In het licht van de antidiscriminatiewet uit 2007 lijkt het mij dat inderdaad eveneens redelijke aanpassingen moeten worden gedaan voor personen met een handicap die aan de kiesverrichtingen zelf - het zetelen als voorzitter of bijzitter in een stembureau of stemopnemingsbureau - deelnemen of wensen deel te nemen.

De aanwijzing van voor- en bijzitters is evenwel een bevoegdheid die volgens de kieswet soeverein aan de magistraat-voorzitter van het kantonhoofdbureau toekomt. Het komt deze laatste dan ook toe de antidiscriminatiewet toe te passen, maar ik laat mijn administratie eveneens onderzoeken op welke manier ze mee kan bijdragen om daaraan tegemoet te komen. De suggestie van mevrouw Stevens dat de magistraat-voorzitter de medewerking vraagt van de gemeente zelf, is goed.

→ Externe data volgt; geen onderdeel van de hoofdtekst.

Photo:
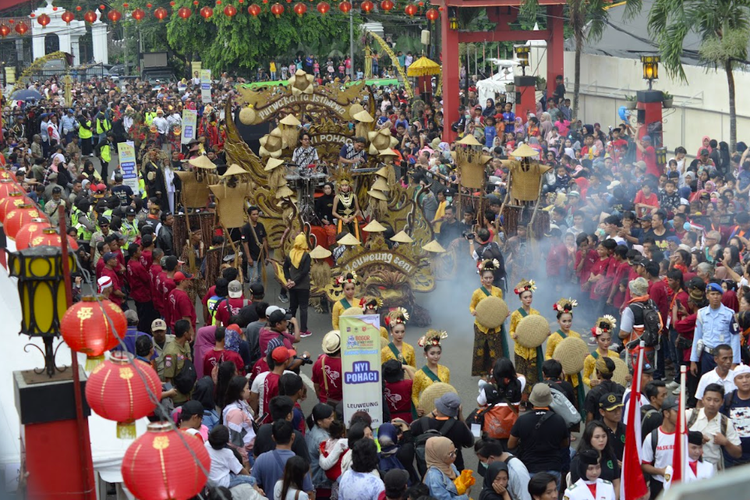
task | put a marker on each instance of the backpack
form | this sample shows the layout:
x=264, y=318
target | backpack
x=562, y=406
x=651, y=323
x=185, y=380
x=420, y=442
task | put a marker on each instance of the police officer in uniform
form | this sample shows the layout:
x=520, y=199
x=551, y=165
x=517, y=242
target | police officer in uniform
x=714, y=325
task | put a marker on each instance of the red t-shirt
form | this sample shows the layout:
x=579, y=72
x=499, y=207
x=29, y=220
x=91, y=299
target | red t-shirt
x=332, y=375
x=180, y=306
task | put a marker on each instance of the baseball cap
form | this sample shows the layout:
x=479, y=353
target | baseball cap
x=282, y=354
x=610, y=401
x=180, y=276
x=235, y=289
x=158, y=325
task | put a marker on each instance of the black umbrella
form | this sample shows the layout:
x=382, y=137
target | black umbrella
x=26, y=95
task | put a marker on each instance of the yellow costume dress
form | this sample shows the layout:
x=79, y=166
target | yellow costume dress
x=527, y=363
x=489, y=344
x=424, y=378
x=406, y=356
x=339, y=307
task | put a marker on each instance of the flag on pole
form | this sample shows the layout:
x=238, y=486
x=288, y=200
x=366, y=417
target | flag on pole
x=632, y=484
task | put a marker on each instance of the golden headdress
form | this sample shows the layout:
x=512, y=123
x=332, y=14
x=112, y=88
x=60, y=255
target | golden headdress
x=525, y=286
x=432, y=338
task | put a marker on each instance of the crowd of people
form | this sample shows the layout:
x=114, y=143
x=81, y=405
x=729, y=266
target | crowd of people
x=646, y=252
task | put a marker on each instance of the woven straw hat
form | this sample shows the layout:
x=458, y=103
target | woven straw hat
x=570, y=353
x=531, y=331
x=433, y=392
x=621, y=371
x=492, y=312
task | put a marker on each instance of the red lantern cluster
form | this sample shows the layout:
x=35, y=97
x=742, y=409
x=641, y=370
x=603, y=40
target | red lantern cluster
x=156, y=464
x=116, y=392
x=86, y=329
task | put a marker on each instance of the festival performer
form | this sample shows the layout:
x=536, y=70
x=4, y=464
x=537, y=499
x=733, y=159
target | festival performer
x=489, y=343
x=432, y=371
x=564, y=309
x=348, y=282
x=603, y=334
x=526, y=357
x=346, y=206
x=590, y=486
x=397, y=348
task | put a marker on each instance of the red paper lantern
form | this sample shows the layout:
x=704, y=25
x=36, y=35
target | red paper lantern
x=116, y=392
x=161, y=13
x=43, y=20
x=114, y=15
x=20, y=216
x=11, y=201
x=48, y=236
x=22, y=28
x=156, y=464
x=86, y=329
x=30, y=231
x=277, y=9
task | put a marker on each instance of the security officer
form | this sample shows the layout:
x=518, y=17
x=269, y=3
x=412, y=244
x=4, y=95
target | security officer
x=714, y=325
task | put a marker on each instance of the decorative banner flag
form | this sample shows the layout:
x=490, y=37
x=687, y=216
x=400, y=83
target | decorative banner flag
x=360, y=366
x=127, y=163
x=189, y=125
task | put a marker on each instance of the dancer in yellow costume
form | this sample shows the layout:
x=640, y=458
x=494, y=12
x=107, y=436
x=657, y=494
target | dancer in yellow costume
x=602, y=332
x=528, y=360
x=431, y=371
x=348, y=282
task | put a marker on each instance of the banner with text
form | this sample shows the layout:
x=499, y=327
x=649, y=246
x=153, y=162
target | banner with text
x=205, y=85
x=360, y=366
x=126, y=152
x=189, y=125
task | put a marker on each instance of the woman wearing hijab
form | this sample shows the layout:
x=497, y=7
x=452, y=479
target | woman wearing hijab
x=297, y=274
x=440, y=453
x=495, y=485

Mevrouw Helga Stevens (Onafhankelijke). - Mag ik aannemen dat het probleem tegen 7 juni zal zijn opgelost?

De heer Guido De Padt, minister van Binnenlandse Zaken. - Natuurlijk.

Mevrouw Helga Stevens (Onafhankelijke). - Ik kijk benieuwd uit naar het resultaat.

Ik dank u nogmaals voor uw medewerking. Voor personen met een handicap is dat alles zeer belangrijk.